In vitro CB1 and CB2 functional characterization of 5–40

SARs for compounds 5–40 were also investigated via a fluorescence-based functional assay using AtT20 cells transfected with hCB1 and hCB2. This method measures change in membrane potential resulting from Gβγ-coupled activation of inwardly rectifying potassium channels (GIRKs). The full concentration-response curves of 5–40 are shown in Figure 4, with potencies and efficacies referenced to 1 μM CP55,940 in Tables 1, 2. Most compounds, except for selected phenylalaninamide and/or 7-azaindole derivatives (10, 13, 16, 27, 33, and 38), had maximal efficacy (Emax = 102–122%), and exhibited nanomolar to sub-nanomolar potencies (pEC50 = 9.48 ± 0.14–6.30 ± 0.05) at CB1. In general, this group activated CB2 with equal or increased potency (pEC50 = 8.67 ± 0.17–6.41 ± 0.10) and efficacy, albeit, with no ligands active at sub-nanomolar levels. As with other SCRAs, these compounds are generally similar or greater potency, but more efficacious than THC (pEC50 = 6.76 ± 0.09 and Emax = 58% ± 3% at CB1, and 32% ± 1% at 30 μM at CB2) (36). Potency compared with THC is also similar (pKi = 8.09 ± 0.02 and 7.50 ± 0.07 at CB1 and CB2, respectively) (70).

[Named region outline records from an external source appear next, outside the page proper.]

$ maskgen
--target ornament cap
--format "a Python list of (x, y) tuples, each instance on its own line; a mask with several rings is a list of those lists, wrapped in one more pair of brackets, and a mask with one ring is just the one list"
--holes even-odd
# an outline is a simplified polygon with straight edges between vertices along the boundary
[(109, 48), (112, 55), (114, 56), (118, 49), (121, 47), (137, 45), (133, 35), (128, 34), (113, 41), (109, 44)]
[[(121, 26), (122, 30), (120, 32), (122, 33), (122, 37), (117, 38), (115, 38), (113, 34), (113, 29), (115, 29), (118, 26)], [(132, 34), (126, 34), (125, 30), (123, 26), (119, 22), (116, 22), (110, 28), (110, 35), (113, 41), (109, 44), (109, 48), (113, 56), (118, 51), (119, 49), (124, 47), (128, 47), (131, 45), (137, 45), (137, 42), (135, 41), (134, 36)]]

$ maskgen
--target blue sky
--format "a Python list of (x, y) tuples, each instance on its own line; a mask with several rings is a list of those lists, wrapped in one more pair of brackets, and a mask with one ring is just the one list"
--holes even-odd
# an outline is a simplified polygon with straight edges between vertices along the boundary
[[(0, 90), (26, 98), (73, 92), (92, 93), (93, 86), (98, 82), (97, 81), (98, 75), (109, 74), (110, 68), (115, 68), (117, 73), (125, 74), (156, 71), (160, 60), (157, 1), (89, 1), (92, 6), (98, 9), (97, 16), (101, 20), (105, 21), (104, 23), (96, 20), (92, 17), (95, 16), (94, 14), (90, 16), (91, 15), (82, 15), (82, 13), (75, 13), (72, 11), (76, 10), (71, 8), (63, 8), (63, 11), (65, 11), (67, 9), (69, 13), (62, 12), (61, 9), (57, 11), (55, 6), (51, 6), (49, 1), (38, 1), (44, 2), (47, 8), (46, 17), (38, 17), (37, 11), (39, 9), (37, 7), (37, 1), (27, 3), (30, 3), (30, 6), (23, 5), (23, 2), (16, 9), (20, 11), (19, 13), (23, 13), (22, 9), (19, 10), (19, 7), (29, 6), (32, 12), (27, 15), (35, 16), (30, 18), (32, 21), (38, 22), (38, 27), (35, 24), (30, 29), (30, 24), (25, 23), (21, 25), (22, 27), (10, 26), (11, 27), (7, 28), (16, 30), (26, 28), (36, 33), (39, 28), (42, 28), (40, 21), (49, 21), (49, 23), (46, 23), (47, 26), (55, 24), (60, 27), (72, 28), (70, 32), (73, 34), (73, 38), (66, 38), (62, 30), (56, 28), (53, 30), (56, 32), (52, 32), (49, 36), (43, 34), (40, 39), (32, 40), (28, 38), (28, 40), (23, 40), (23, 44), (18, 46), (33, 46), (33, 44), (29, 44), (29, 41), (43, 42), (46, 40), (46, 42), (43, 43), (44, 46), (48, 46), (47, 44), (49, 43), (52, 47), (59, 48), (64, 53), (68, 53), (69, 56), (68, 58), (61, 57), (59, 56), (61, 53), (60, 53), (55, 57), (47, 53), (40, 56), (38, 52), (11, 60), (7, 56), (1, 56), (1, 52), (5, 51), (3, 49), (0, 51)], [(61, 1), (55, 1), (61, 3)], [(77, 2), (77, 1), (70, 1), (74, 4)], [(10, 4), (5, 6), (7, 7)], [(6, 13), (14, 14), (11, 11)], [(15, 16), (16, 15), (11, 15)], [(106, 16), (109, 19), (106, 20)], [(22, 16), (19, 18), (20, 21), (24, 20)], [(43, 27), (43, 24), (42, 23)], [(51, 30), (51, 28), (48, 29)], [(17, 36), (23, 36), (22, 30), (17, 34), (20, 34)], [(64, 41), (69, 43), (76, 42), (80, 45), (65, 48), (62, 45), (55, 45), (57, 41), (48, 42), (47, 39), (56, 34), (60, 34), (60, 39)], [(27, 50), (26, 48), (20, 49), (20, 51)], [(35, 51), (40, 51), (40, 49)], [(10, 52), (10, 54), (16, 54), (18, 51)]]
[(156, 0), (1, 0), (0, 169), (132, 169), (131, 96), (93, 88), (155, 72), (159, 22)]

Figure 4. Functional activities of compounds 5–40 at hCB1 and hCB2, relative to CP55,940. Efficacies are normalised to maximal response of 1 μM CP55,940. Vertical sets indicate the same heterocyclic core (left = indole; centre = indazole; right = 7-azaindole). Graphs are grouped by tail, with rows indicating alkyl tails, either 4-cyanobutyl (rows 1 and 3), or 4-fluorobutyl (rows 2 and 4). Dashed lines indicate where curve could not be fit. Data is expressed as means ± SEM from 3 to 6 independent experiments.

Effect of 4-cyanobutyl and 4-fluorobutyl substituents on CB1 and CB2 activation

Of the 3 chemical modifications investigated in the present study, variation of the tail substituent had the least significant impact on potency and efficacy. The 4-cyanobutyl and 4-fluorobutyl derivatives commonly displayed similar potency at both CB1 and CB2, for example in the tert-leucinate subgroup (18, 20, 23 ≈7, 8, 39, respectively), or conversely, exhibited differing potency with no discernable preference for either tail group. Indeed, both tail substituents produced active ligands with sub-nanomolar potency for CB1 (20: pEC50 = 9.14 ± 0.14; 8: pEC50 = 9.39 ± 0.17) and low nanomolar potency for CB2 (20: pEC50 = 8.45 ± 0.07; 8: pEC50 = 8.48 ± 0.14). These data are consistent with the corresponding structure-affinity trends; however, binding is not predictive of relative potency in some cases. For example, MDMB-4F-BUTINACA (8) exhibits activation (pEC50 = 9.39 ± 0.17) an order of magnitude greater than its affinity (pKi = 8.21 ± 0.13) for CB1, whilst for CB2, the opposite is true (pEC50 = 8.48 ± 0.14; pKi = 9.92 ± 0.09).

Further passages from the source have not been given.